Romero urged Humala to move quickly in naming a new finance minister after he takes office on July 28

For months, the candidacy of Humala, a past ally of Venezuelan President Hugo Chavez, has made some investors uneasy. They fear he could introduce higher taxes and redirect policies that have helped to push economic growth.

In a recent interview with CNN en Espanol, Humala denied his goal was a Chavez-style social revolution in Peru.

"When we speak about revolution, we're speaking about a revolution in education, which is something fundamental," Humala said. "We have to build our own future. We believe that the Venezuelan model doesn't apply in Peru."

Pollsters in Peru had said Sunday that Humala looked likely to win the presidency, and election officials said the partial results were somewhat skewed in favor of Lima and other urban areas.

Rural regions, where Humala was expected to perform best, were slower to report.

The runoff election was a face-off between two candidates with little in common.

Humala, 48, narrowly lost a 2006 election bid, in part because many saw him as a close ally of Venezuela's Chavez, intent on turning the country to the left.

That's a point his rival, 36-year-old Fujimori, hammered on throughout her campaign.

At a closing rally last week in Paseo Colon, a historic avenue in the capital Lima, Fujimori went on the offensive as she addressed a crowd of thousands.

"There are recordings and witnesses that prove that this gentleman is a good soldier of Chavez," she said to cheering crowds. "I am not going to allow other countries to interfere in the sovereignty of our country. I'm going to defend it!"

Humala, a former army officer linked to a 2000 military uprising, has tried to distance himself from such perceptions, swapping his trademark red T-shirts for suits.

Like her opponent, Fujimori was forced to answer uncomfortable questions about her past during this year's election. She is the daughter of former Peruvian President Alberto Fujimori, who is currently in prison on a 25-year sentence for human rights crimes.

Many Peruvians credit the elder Fujimori with defeating insurgencies that ravaged the South American nation for years and for enacting economic reforms that stabilized the Peruvian economy.

However, he is also criticized for corruption, having an authoritarian streak and the widespread rights abuses that were committed under his watch.
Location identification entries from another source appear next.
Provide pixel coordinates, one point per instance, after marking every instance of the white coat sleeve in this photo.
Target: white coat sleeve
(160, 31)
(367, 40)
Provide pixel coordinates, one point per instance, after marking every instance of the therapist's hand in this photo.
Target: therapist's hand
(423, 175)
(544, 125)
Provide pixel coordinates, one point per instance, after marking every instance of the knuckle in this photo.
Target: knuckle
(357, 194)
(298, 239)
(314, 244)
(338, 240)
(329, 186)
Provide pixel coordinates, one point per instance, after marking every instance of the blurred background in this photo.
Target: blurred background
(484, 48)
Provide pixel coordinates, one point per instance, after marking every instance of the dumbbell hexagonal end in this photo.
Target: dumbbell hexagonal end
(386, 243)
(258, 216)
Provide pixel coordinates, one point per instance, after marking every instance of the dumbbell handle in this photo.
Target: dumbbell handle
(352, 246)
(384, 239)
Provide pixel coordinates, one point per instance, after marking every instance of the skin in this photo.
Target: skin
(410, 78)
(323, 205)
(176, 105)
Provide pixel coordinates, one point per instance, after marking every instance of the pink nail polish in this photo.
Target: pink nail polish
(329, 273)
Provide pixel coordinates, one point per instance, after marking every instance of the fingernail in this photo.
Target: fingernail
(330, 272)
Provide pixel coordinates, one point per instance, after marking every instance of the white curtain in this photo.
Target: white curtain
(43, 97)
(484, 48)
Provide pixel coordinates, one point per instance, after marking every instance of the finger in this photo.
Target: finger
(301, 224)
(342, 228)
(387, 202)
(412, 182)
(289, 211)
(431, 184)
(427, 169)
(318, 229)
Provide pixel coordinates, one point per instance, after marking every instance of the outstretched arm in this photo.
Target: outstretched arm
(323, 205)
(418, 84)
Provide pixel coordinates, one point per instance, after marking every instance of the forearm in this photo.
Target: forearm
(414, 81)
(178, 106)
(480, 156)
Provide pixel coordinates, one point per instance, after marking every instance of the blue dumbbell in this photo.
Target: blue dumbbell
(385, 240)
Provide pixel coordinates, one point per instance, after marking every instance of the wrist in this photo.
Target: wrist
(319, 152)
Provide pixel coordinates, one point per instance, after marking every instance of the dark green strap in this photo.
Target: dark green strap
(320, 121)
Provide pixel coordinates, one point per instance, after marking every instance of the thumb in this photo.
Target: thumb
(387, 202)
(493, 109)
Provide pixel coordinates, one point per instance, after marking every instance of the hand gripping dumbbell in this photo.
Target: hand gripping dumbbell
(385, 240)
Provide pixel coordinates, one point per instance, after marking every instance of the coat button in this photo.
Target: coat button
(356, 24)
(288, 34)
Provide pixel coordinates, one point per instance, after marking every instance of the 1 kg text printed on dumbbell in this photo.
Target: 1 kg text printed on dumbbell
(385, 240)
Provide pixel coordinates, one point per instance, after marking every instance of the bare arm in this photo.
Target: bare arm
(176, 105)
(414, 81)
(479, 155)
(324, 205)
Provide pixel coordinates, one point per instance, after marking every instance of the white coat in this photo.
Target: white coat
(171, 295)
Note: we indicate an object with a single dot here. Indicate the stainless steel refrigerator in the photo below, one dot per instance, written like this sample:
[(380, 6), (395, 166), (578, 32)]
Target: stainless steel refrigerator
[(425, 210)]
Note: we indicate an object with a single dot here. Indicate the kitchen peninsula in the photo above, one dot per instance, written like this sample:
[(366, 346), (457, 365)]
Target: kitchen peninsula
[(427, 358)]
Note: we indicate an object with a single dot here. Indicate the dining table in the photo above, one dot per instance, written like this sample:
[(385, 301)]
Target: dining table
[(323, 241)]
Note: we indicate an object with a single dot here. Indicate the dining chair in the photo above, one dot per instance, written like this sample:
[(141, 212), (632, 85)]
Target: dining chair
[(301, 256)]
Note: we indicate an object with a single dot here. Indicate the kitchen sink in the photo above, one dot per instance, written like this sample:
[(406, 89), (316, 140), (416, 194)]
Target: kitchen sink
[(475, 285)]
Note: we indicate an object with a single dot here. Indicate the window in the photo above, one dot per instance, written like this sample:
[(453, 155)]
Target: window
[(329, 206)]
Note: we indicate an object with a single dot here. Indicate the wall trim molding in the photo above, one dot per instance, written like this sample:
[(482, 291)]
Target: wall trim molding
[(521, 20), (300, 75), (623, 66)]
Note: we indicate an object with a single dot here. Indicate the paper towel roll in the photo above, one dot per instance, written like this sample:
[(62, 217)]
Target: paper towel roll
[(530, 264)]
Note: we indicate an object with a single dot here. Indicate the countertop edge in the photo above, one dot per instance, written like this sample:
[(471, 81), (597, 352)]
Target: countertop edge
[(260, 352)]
During the campaign, protesters accused his daughter of planning to grant the former president amnesty if she won, as she said she might do in a 2008 interview.

She later backed away from those remarks.

Centrist candidates, including former President Alejandro Toledo, former Lima Mayor Luis Castaneda and former Finance Minister Pedro Pablo Kuczynski, cannibalized each others' votes during the first round of voting in April.

In that round, Humala garnered more than 30% of the vote, while Fujimori ended slightly above 23%. Under Peruvian law, only the top two contenders advance to a second round.

After the elimination of the more centrist candidates in April, Peru's 2010 Nobel literary laureate Mario Vargas Llosa, a former presidential candidate himself, described the race as a choice between "terminal cancer and AIDS."

Andrea Stiglich, a member of the Economist Intelligence Unit team of Latin American analysts, said the election was a triumph of extremes.

"This election was meant to be the election of a centrist policy continuity candidate, and what we have is a first round that has yielded a result between two extremes in the left and the right," she said before the second-round vote.

Current Peruvian President Alan Garcia was not permitted to run for a consecutive term.

"I will get behind whoever wins," he said on Sunday before voting closed. "The task (of running the country) is not easy and they (will) need everyone's support."

The new president will face many of the same challenges Garcia did: Persistent poverty, protests around the rights to natural resources and violence from remnants of a leftist insurgency that helped to make Peru the world's largest producer of coca, the raw ingredient of cocaine.

On the eve of the election, five soldiers were killed in an attack in the country's southern province of Cusco, state news said. They were reportedly on their way to provide local police with additional security for the election when they were ambushed.

CNN's Dana Ford contributed to this report.